I hope Yoffie isn't holding his breath, because during an election campaign Bibi will be appealing primarily to his base and is unlikely to say any of this.  But it doesn't mean we need to remain silent.

As the Israeli elections approach, world Jewry has a chance to provide the next government of Israel a way toward realizing the goal of Israel being a truly Jewish and democratic state.

To demonstrate the breadth of concern for Israel's democratic and Jewish future among Jews worldwide, a campaign to garner 10,000+ signatures on "A Vision Statement: Israel as a Jewish and Democratic State" is being launched by Ruach Hiddush, a trans-denominational coalition of Rabbis and Cantors.  The Statement, co-written by an Israeli Reform and an American Orthodox rabbi, presents a concrete plan that insures that the country's democratic and Jewish values remain the essence of all that Israel is.

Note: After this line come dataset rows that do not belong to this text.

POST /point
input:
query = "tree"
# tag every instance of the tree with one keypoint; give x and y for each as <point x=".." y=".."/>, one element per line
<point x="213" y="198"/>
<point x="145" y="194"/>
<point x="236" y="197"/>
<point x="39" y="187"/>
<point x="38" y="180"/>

Join with religious and community leaders, intellectuals and philanthropists in support of the Revivot Yisrael Campaign - and sign the statement, as I already haveand add your voice to the large and growing number of Jews in every corner of the world who share this vision of unity through diversity.  To sign, click on this link.

The campaign is the being sponsored by Hiddush, whose leader, Uri Regev, spoke here not long ago.

I truly believe that this is a time for American Jews to reengage with Israel, even where there is disagreement.   Change happens - but only when people care enough to act.

A month ago, Israel's most prophetic voice since Jeremiah, Amos Oz, passed away.  To commemorate the thirty day anniversary of his passing, Da'at, a travel company, put together a collection of quotes by Oz. 

As we contemplate Israel, or America, for that matter, keep in mind this Oz quote from an extensive interview he did in 2016:

Now, Israel is a fulfillment, and as a fulfillment, it is flawed. The fact that it is flawed is not so much a testimony about the failures of Israel. No, it is a testimony about the nature of dreams. The only way to keep a dream, any dream at all, to keep a dream perfect and rosy and intact and unsullied is never to live it out. The moment you carry out any of your dreams or your fantasies-travel around the world, climbing a high mountain, buying a new house, writing a novel, carrying out a sexual fantasy, traveling to an unknown country-the moment you carry out your dreams, it's always, by definition less perfect and rosy than it had been as a dream. This is the nature of dreams. And Israel-let's not forget it-Israel is a fulfilled dream.